John Duns Scotus: The Divisions of the Essential Order

John Scotus examines the fourfold division of order of being. To make his divisions very clear, he attempts to indicate members of a division and to show that the members actually belong to the division. Contrary to the opinion of those who argue that the posterior is ordered and that the prior transcends order, John Scotus argues that order is a ‘relation which can be affirmed equally of the prior and posterior in regard to each other.’


The First Division

The first division comprises of the two orders: order of eminence and order of dependence. In the order of eminence, a thing is said to be prior if it is more perfect and noble; posterior if it is superseded in perfection. Having recourse to the example of Aristotle, John Scotus claims that act is prior in order of eminence to potency. Since act is prior according to substance and form while potency is posterior according to becoming.

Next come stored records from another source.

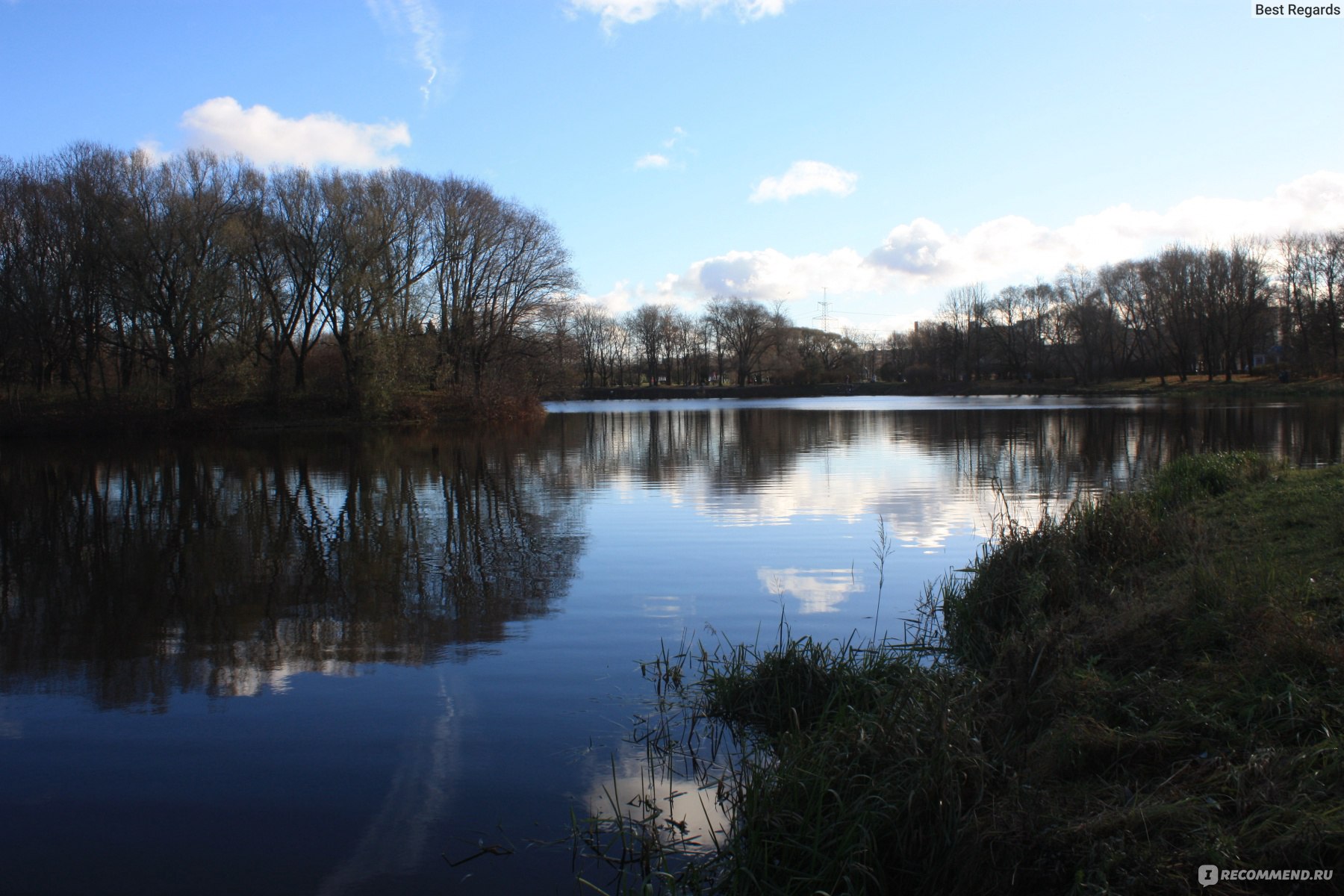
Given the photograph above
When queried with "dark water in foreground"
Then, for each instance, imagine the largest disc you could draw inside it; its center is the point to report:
(322, 664)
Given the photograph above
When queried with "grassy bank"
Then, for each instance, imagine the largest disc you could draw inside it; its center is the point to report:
(1107, 703)
(1239, 386)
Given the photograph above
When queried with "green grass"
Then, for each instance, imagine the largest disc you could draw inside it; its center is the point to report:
(1110, 700)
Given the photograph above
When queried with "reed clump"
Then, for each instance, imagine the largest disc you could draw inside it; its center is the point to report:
(1098, 704)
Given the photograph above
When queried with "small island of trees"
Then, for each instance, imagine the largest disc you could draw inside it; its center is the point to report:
(196, 281)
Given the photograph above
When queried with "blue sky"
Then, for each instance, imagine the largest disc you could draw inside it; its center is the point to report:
(880, 151)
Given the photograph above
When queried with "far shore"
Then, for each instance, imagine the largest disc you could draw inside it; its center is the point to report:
(1239, 385)
(67, 417)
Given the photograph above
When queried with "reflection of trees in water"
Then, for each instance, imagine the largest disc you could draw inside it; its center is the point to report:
(1062, 452)
(737, 449)
(1033, 450)
(194, 567)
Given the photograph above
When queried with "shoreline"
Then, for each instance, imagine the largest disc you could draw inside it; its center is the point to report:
(1104, 703)
(63, 417)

In the order of dependence, what exists essentially and independently is prior whereas what depends on the other for its existence is posterior. The prior can exist without the posterior but the posterior cannot exist without the prior. Even if the prior should produce the posterior necessarily (and as such could not exist without it) still does not mean that the prior requires the posterior for its existence. Without the posterior the existence of the prior can be conceived; such existence cannot be contradictory.  For John Scotus “anything which is essentially posterior depends necessarily upon what is prior but not vice versa, even should the posterior at times proceed from it necessarily.”


The Second Division

The second division is a subdivision of the order of dependence into two separate units. In the first unit, the dependent is something caused and that which it depends is the cause. The dependent is the posterior and that which it depends is the cause. In this order there is a clear demarcation between the caused (posterior) from the cause (prior).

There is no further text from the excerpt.